Homology is convenient, because a general (compact, oriented) $(n-1)$-manifold still has $H_{n-1}(M) \cong \mathbb{Z}$. So with an $(n-1)$-manifold $M$ and a map $f : M \to \mathbb{R}^n - p \simeq S^{n-1}$, the induced map $f_* : H_{n-1}(M) \to H_{n-1}(S^{n-1})$ is again a map $\mathbb{Z} \to \mathbb{Z}$ (after a choice of generators, i.e. orientations), which is multiplication by an integer, which is our generalized winding number. We could use the induced map in cohomology equally well (by the Universal Coefficient Theorem, Hatcher thm. 3.2, or similar).
Note that we could also replace the target $S^{n-1}$ by a different $(n-1)$-manifold.

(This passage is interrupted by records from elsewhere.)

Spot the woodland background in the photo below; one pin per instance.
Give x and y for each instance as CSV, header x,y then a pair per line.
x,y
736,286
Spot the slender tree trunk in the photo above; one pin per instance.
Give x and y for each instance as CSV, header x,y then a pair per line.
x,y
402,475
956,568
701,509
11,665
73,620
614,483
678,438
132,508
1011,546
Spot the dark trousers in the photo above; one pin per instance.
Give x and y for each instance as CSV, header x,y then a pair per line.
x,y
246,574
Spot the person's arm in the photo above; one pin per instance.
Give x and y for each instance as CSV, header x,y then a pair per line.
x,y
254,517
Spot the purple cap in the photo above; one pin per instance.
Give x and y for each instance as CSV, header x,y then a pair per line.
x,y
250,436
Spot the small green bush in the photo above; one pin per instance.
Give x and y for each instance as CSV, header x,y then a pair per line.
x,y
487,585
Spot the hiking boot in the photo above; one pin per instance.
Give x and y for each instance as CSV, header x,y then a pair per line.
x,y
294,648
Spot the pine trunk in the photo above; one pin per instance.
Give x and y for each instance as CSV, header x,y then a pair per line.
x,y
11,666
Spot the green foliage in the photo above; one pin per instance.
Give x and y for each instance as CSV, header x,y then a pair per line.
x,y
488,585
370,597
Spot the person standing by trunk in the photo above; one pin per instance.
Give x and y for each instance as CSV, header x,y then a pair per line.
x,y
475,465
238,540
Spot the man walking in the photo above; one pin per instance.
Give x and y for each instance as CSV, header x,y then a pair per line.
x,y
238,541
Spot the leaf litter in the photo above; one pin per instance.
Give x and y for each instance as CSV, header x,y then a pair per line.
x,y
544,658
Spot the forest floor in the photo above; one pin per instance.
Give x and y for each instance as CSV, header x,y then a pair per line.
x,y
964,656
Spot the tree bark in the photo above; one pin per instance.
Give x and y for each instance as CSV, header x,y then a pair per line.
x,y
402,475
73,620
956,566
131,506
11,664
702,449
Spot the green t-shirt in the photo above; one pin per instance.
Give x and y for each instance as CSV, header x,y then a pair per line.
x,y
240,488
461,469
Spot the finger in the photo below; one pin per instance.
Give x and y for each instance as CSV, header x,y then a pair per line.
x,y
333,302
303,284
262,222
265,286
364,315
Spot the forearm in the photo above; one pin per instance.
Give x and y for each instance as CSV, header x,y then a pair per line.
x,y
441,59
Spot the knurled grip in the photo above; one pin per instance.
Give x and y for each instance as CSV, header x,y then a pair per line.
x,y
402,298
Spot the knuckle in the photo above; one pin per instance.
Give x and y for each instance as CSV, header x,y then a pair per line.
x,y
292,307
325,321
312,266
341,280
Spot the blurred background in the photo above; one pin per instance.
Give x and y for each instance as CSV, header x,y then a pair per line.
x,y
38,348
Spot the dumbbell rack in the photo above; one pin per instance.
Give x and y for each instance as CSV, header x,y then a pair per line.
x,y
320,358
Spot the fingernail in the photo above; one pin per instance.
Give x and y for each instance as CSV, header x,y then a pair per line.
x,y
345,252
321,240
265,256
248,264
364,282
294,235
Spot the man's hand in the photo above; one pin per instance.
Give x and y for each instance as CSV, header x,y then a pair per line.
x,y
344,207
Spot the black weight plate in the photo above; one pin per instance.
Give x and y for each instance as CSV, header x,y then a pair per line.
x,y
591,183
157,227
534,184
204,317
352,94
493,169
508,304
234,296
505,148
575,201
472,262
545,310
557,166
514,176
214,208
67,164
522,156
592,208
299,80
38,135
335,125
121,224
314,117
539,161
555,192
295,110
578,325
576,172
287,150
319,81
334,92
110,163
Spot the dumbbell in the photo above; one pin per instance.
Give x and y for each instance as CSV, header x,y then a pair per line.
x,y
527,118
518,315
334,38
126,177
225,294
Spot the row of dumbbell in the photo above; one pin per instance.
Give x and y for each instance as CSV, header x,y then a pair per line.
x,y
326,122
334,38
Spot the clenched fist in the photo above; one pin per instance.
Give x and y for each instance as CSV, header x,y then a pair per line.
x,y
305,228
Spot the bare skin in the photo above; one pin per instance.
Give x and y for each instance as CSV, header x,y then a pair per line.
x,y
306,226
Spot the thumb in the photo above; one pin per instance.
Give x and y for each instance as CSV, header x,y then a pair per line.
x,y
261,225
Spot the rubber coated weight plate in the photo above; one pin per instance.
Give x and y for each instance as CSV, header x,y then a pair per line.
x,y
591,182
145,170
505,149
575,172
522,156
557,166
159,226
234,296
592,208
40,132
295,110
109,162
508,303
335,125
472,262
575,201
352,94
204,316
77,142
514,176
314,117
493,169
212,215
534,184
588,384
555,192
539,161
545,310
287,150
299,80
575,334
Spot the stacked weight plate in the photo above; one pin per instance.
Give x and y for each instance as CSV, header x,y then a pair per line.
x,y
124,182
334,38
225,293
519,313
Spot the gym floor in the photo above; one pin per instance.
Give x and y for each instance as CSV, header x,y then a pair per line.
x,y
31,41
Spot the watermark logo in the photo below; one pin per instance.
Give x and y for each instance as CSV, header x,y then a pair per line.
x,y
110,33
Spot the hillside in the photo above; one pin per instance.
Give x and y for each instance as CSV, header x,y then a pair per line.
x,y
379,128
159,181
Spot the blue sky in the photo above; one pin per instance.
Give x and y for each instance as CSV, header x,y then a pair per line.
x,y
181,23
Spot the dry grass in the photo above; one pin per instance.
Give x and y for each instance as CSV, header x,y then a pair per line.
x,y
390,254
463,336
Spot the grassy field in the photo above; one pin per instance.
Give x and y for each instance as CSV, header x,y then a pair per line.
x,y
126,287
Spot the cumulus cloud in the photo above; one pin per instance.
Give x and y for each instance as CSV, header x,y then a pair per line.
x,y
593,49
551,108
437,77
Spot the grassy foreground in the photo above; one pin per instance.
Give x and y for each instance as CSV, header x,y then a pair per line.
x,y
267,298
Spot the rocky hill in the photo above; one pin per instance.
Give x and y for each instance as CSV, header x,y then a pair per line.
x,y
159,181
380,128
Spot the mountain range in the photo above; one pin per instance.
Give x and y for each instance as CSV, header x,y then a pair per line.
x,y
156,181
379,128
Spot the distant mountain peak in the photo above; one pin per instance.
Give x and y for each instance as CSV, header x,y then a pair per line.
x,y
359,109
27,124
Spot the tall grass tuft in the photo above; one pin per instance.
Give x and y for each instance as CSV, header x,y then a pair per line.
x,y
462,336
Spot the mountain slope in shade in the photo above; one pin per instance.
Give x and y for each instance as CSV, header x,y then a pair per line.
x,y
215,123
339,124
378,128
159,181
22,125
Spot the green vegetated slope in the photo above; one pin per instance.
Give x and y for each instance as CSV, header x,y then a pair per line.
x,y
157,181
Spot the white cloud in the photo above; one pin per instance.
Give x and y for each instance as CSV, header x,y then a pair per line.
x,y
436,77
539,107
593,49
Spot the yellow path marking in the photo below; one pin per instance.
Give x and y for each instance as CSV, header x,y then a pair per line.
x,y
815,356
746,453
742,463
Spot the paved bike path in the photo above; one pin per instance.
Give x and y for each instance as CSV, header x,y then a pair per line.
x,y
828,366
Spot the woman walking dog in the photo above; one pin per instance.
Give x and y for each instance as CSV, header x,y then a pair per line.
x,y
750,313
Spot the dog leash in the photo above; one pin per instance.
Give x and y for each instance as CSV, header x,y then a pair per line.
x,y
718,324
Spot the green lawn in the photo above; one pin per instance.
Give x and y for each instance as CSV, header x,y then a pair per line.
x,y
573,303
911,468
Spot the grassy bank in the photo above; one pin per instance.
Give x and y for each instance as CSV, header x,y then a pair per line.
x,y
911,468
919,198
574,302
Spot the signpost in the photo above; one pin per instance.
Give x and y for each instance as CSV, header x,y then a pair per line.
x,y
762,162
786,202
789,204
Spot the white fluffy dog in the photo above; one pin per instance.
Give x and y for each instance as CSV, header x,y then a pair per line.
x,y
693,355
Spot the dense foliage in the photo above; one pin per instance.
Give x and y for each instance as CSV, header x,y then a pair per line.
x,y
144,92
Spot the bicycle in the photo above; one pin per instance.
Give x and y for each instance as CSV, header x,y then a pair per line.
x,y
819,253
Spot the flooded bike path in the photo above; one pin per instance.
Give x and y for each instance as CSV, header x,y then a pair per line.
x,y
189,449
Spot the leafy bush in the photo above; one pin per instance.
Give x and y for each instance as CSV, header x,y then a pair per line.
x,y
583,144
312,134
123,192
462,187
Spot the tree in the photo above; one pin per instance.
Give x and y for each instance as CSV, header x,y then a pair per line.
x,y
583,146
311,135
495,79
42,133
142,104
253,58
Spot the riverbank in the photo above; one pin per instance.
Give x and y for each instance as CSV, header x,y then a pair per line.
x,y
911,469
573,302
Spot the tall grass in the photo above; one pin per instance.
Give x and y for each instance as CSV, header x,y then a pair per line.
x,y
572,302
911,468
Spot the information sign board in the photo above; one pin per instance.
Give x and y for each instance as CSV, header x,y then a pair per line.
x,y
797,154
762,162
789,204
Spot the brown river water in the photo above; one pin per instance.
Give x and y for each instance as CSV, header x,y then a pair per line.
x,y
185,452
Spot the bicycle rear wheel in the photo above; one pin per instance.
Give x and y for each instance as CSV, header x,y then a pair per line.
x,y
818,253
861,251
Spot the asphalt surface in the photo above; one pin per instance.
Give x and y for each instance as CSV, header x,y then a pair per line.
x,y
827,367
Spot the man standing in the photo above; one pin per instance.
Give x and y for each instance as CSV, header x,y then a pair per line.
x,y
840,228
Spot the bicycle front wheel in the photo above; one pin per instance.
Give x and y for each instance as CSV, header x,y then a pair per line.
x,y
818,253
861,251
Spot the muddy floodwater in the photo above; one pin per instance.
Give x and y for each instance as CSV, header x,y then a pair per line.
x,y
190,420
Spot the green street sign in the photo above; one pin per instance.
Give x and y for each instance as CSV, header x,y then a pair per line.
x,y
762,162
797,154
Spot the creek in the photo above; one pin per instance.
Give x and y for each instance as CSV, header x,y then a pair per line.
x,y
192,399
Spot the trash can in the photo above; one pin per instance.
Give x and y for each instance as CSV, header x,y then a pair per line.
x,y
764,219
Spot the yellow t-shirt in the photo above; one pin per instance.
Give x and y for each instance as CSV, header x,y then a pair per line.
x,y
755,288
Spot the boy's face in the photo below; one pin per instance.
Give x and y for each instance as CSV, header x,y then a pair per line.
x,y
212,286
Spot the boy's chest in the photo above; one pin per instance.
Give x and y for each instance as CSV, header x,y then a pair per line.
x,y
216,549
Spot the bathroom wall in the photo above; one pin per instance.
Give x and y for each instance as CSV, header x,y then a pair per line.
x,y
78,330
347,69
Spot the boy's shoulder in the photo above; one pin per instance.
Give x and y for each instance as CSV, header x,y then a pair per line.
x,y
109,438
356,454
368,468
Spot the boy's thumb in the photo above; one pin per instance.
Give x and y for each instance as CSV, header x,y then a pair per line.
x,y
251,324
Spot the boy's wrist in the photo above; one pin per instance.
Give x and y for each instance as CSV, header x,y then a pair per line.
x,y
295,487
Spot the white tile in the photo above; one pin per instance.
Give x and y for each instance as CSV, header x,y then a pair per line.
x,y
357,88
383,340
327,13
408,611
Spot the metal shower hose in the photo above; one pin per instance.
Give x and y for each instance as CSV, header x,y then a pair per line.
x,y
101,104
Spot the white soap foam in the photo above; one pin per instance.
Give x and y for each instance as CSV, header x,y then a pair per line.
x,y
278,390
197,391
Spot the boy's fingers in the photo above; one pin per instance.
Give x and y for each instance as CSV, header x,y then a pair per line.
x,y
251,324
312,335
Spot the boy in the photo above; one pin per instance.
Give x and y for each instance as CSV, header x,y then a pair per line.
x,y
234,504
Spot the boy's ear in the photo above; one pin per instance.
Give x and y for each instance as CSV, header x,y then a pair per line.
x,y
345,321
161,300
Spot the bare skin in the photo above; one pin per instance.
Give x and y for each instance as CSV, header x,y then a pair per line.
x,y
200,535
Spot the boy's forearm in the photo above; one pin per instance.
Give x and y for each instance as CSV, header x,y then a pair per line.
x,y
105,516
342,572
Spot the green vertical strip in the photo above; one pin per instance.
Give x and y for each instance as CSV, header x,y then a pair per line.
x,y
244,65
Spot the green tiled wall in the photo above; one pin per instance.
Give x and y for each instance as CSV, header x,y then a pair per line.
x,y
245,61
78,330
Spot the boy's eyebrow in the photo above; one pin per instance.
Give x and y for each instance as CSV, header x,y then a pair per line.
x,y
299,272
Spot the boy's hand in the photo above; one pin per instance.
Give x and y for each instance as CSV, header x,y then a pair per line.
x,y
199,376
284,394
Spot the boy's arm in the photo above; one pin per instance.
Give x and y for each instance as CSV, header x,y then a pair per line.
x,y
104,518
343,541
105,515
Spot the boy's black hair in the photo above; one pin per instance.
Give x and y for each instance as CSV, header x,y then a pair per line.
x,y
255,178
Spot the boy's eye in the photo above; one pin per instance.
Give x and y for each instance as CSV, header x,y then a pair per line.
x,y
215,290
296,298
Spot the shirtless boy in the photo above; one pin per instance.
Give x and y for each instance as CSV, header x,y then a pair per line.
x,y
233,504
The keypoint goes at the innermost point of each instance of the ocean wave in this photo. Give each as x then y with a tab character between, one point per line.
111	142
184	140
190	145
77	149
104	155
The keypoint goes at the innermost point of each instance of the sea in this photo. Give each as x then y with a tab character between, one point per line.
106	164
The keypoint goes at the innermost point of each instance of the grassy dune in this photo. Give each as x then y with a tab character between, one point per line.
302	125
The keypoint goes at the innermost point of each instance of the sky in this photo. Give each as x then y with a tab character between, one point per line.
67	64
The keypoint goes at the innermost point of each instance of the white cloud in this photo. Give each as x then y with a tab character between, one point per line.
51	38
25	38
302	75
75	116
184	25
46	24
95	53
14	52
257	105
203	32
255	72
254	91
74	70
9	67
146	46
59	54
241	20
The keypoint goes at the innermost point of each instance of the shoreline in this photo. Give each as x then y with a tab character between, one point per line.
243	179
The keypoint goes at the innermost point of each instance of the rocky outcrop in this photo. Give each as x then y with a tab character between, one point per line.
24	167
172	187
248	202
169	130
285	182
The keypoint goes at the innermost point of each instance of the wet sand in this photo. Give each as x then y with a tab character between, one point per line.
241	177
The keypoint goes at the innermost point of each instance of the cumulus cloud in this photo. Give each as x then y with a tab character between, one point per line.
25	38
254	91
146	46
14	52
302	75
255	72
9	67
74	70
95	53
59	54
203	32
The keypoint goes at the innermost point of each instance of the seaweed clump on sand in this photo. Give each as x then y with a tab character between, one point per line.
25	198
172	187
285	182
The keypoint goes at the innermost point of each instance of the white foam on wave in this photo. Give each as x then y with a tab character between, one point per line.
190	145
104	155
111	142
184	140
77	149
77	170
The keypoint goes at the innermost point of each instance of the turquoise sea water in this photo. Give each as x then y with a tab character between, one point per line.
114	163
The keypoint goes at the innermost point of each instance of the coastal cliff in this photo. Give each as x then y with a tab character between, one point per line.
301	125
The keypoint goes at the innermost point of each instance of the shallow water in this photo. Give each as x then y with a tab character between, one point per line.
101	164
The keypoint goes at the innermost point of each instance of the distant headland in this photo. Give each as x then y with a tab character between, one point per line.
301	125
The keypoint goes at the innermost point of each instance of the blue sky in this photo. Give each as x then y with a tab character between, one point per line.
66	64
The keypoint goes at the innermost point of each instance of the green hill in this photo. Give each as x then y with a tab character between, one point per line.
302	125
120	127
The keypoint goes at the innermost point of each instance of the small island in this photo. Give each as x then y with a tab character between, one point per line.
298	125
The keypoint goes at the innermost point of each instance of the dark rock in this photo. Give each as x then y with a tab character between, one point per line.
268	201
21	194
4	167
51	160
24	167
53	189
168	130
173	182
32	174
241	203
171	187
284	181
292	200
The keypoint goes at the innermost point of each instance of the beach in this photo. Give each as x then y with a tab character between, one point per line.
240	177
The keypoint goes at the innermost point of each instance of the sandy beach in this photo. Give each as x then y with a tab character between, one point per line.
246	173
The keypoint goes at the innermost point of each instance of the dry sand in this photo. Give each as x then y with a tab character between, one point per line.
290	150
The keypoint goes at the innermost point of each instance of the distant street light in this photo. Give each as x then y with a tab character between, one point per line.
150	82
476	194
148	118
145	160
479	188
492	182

In this generality, the number that we're computing is usually called the "degree" of the map $f$. These definitions appear in Hatcher, at the start of section 2.2 for spheres, and then in the exercises for more general manifolds.
For a "typical" point in the target $S^{n-1}$, the preimage consists of finitely many points in $M$. This amounts to intersecting $M \subset \mathbb{R}^n - p$ with a ray from $p$. Hatcher shows in Prop. 2.30 that the degree can be computed as a sum of signs associated to these points, and we can compute these signs from induced maps on local homology, which amounts to thinking about orientation. So we've bridged (a) and (b) from your question.
I'll be a bit brief on (c), but as we can compute degree through cohomology, we can in particular compute with differential forms by using De Rham cohomology. As I understand it, the electric field determines a dual $(n-1)$-form, which happens to generate $H_{dR}^{n-1}(\mathbb{R}-p)$. We pull this back along $f$ to the manifold $M$, and look at what multiple of the chosen generator (volume form) in $H_{dR}^{n-1}(M)$ it determines, which we compute by integrating. This computes the induced map $f^*$ on cohomology. I imagine that Guillemin and Pollack is a decent reference, though I don't have it on hand.